DANVERS – A proposed natural gas pipeline through a western section of town has not fueled emotions the way it has in neighboring Peabody, and that’s because the new pipeline would travel along an existing utility corridor that skirts the town’s former landfill on East Coast Road.
“We haven’t had any calls from residents because it’s at the landfill,” Town Manager Steve Bartha told selectmen Tuesday night as he brought them up to speed on the project. The pipeline would not be near any homes in Danvers.
The pipeline, if approved and built within the next few years, could gas up town coffers though.
“The estimated annual tax projection [for] Danvers … is $150,000 the first year after the project is in service,” said Richard Wheatley, a spokesman for Houston, Texas-based energy infrastructure giant Kinder Morgan Inc., via email. That payment, however, is subject to depreciation in subsequent years.
The project is meant to assist the Northeast and New England in meeting its energy needs as the region has a constrained pipeline capacity for natural gas.
The pipeline through Danvers would be part of what is called the Northeast Energy Direct Project, which is being proposed by Tennessee Gas Pipeline, a subsidiary of Kinder Morgan. It’s part of a $3.3 billion investment to lay a 30-inch pipeline extending 188 miles from a point near Wright, New York down to Dracut. The project also includes 59 miles of lateral pipelines in Massachusetts and Connecticut.
The 20-inch pipeline through West Peabody is called the Lynnfield Lateral. Subject to regulatory approvals, the project is expected to be in service by Nov. 1, 2018.
“There is no specific timetable available on when construction might start in various locations,” Wheatley said.

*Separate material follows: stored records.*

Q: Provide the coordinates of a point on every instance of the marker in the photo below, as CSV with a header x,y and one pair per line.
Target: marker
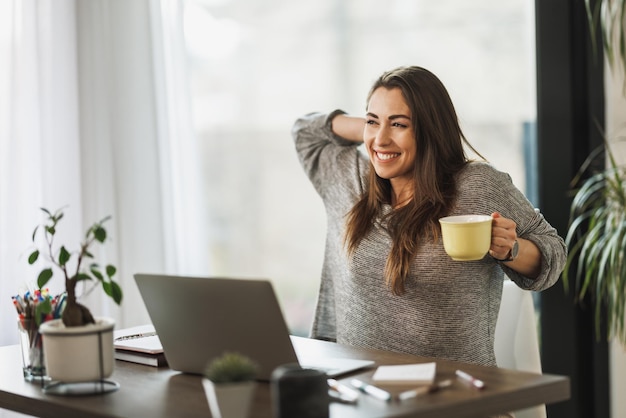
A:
x,y
135,336
424,390
371,390
467,378
346,393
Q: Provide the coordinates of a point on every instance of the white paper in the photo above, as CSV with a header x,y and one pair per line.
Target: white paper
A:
x,y
406,373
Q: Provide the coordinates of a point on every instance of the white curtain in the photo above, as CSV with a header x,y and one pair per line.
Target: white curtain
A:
x,y
87,123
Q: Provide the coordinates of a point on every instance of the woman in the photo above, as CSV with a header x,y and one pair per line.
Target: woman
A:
x,y
387,282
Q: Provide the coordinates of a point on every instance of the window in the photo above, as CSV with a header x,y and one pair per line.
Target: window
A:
x,y
257,66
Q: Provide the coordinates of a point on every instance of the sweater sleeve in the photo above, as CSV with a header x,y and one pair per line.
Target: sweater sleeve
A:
x,y
493,191
322,153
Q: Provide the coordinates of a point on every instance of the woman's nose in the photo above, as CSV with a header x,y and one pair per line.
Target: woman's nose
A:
x,y
382,136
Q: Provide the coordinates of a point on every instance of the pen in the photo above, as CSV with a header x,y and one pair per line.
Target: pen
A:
x,y
347,394
134,336
371,390
478,384
424,390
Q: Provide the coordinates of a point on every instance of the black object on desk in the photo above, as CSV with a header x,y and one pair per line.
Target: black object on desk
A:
x,y
299,392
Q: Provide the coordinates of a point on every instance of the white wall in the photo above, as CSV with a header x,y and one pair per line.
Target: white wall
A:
x,y
616,126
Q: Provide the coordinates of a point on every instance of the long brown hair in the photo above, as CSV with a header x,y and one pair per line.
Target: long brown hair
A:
x,y
440,156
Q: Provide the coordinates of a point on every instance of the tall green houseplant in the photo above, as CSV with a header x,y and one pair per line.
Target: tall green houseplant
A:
x,y
597,230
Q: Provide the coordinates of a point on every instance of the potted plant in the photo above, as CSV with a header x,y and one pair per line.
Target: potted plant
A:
x,y
597,241
229,385
597,229
77,347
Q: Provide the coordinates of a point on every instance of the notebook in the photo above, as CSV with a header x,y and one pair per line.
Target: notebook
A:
x,y
200,318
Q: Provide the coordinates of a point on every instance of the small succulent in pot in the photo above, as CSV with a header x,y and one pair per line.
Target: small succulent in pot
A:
x,y
231,367
74,313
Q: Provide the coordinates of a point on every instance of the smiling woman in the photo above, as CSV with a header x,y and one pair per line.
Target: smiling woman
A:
x,y
256,66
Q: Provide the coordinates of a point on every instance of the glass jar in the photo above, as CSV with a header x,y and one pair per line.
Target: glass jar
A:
x,y
31,343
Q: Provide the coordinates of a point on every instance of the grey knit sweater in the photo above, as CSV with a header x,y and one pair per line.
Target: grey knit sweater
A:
x,y
450,308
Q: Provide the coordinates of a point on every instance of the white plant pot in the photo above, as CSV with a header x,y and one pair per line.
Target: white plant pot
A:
x,y
78,354
229,400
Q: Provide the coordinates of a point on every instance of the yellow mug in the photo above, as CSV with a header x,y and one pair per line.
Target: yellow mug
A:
x,y
466,237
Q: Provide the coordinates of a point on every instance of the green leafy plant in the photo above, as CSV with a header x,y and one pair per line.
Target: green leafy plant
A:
x,y
606,18
231,367
58,259
597,240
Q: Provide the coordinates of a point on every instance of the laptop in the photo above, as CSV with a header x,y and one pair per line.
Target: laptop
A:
x,y
199,318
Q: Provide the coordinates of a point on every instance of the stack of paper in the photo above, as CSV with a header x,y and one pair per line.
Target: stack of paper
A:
x,y
139,345
421,373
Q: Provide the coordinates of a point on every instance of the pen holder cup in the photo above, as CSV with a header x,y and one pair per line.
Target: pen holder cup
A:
x,y
298,392
31,346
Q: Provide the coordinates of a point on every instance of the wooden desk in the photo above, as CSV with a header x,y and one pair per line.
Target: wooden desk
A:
x,y
150,392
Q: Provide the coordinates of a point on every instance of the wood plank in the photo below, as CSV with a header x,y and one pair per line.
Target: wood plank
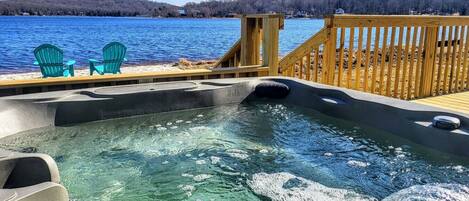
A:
x,y
406,62
367,59
375,60
448,60
399,62
350,57
316,63
308,66
441,62
390,62
358,66
397,20
270,44
383,61
453,61
341,56
428,62
460,55
465,68
419,67
412,63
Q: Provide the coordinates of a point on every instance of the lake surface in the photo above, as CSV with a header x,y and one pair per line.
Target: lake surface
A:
x,y
149,40
254,151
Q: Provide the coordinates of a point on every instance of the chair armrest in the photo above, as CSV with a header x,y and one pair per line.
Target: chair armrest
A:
x,y
70,63
93,60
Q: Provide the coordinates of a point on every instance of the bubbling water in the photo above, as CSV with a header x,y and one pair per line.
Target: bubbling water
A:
x,y
242,152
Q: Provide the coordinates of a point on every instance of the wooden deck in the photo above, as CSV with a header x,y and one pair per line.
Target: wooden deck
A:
x,y
458,102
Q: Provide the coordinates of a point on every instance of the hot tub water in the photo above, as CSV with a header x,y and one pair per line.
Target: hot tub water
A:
x,y
242,152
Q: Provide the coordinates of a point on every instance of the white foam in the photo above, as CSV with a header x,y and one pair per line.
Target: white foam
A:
x,y
161,128
188,189
215,160
359,164
187,175
202,177
200,162
237,153
328,154
285,186
434,192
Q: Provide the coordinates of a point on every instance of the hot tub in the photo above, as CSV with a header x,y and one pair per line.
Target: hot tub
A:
x,y
238,139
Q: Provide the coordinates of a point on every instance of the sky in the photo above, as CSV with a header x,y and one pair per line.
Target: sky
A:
x,y
178,2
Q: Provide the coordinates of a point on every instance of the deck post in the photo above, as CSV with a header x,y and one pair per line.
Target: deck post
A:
x,y
329,52
426,82
271,27
250,41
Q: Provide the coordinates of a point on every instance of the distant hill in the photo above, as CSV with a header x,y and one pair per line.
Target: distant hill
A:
x,y
320,8
229,8
87,7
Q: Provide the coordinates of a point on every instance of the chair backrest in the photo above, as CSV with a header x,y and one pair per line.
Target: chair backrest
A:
x,y
114,54
50,59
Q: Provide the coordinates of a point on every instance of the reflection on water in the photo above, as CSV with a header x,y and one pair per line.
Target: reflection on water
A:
x,y
242,152
149,40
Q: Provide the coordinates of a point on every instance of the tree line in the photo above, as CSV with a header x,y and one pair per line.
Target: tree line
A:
x,y
87,7
321,8
229,8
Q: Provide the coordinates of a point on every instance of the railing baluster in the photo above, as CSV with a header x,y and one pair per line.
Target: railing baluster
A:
x,y
308,65
358,67
399,61
341,56
406,62
367,59
316,63
375,67
419,62
383,61
350,56
460,50
441,60
466,51
300,70
453,59
412,63
390,62
448,61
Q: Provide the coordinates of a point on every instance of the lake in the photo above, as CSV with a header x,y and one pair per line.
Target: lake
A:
x,y
149,40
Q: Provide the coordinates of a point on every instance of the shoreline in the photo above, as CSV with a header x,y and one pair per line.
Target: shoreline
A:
x,y
84,71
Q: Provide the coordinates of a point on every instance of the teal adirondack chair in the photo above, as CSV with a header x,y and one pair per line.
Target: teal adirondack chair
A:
x,y
50,59
113,57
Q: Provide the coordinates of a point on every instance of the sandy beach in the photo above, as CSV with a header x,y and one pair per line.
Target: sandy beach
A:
x,y
179,66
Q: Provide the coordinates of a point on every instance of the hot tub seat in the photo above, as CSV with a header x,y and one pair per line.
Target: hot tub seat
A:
x,y
25,176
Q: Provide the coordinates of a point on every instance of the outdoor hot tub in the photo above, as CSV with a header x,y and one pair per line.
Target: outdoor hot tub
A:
x,y
228,139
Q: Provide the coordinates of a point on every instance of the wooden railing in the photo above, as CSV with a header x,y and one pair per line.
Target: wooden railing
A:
x,y
242,60
406,57
259,31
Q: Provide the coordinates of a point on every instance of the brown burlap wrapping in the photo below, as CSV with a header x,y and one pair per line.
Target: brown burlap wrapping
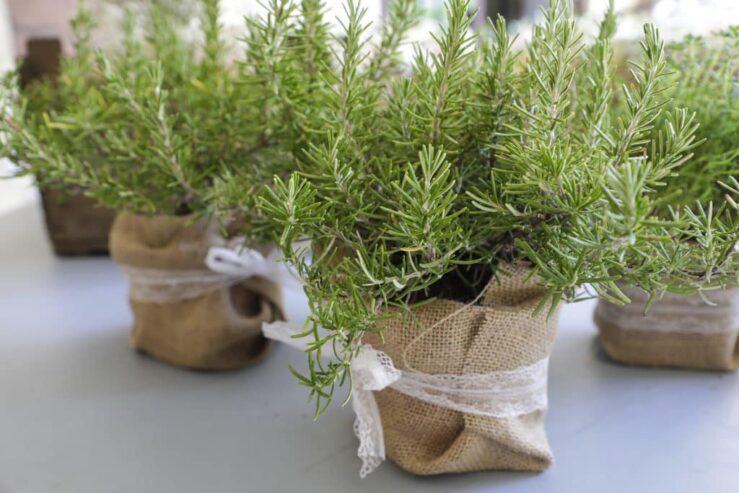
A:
x,y
76,225
498,334
219,330
678,331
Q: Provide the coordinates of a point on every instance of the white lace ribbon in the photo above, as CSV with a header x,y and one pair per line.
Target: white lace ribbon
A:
x,y
500,394
676,314
227,265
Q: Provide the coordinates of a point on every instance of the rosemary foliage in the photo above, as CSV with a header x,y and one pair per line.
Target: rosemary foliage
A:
x,y
481,156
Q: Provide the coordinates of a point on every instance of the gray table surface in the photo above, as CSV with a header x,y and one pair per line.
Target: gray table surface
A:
x,y
82,413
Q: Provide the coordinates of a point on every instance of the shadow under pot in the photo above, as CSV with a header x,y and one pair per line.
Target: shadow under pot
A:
x,y
185,314
485,371
76,224
678,331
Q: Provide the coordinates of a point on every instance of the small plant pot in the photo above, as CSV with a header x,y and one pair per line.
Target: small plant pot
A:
x,y
678,331
496,336
183,318
76,225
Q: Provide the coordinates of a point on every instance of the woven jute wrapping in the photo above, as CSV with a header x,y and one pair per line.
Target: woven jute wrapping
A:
x,y
678,331
76,225
497,334
218,330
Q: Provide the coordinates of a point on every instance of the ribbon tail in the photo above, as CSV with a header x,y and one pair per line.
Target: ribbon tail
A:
x,y
285,332
368,428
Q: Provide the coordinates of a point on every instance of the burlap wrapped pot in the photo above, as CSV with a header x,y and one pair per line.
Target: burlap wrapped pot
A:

Bartha said the pipeline in Danvers would travel along three New England Power Company utility easements. It would skirt the landfill and hook up with an existing tap in the Rosewood Office Park. The tap, Bartha said, was installed a decade ago as part of the Maritimes and Northeast Pipeline project.
“The Conservation Commission will weigh in at some point,” Bartha said, “because it does go through some wetlands.”
Much of the reason for the opposition by residents and officials in Peabody stems from the fact the lateral route has been proposed along the Independence Greenway recreational path and within close proximity of the Ipswich River.
In addition to outlining the project’s impact in Danvers, Bartha told selectmen Tennessee Gas Pipeline officials have expressed interest in acquiring eight miles of utility easements the town bought in 1978 in Lynnfield, North Reading and Middleton.
The town purchased the easements from the Massachusetts Electric Co. for $167,000, Bartha said. The corridor was supposed to be used as a backup electric feed into town — Danvers operates its own municipal electric utility. Danvers Electric, however, wound up running the backup feed into town from a different location.
“Those easements are not useful,” said Bartha, adding that he understood the proposed Tennessee Gas pipeline also passes through those three towns before entering Danvers. He said it would be best to have a conversation with the other communities to see what they think about these easements in relation to the pipeline project.
When asked in an email about these easements, Wheatley responded: “We are reviewing relevant right-of-way information. At this time, we contemplate no changes to proposed routing in the area.”
A small segment of the proposed pipeline route travels into Middleton in the vicinity of the Bostik adhesives plant on Boston Street before joining a route along Peabody’s Independence Greenway.
Middleton Town Administrator Ira Singer described the Danvers utility easement as bisecting much of the town. Singer said the abandoned rail bed runs in back of Essex Street, passes by the Howe Manning School on Central Street, and travels all the way to the former Danvers State Hospital property. Singer said there have been low-level discussions with Danvers about Middleton acquiring it to create a rail trail.
Singer said Bartha assured him Danvers did not plan to sell this easement to the gas pipeline company.
“He assured me … that they had no intention of selling it to Tennessee Gas at this point in time and he would give right of first refusal (to Middleton),” Singer said.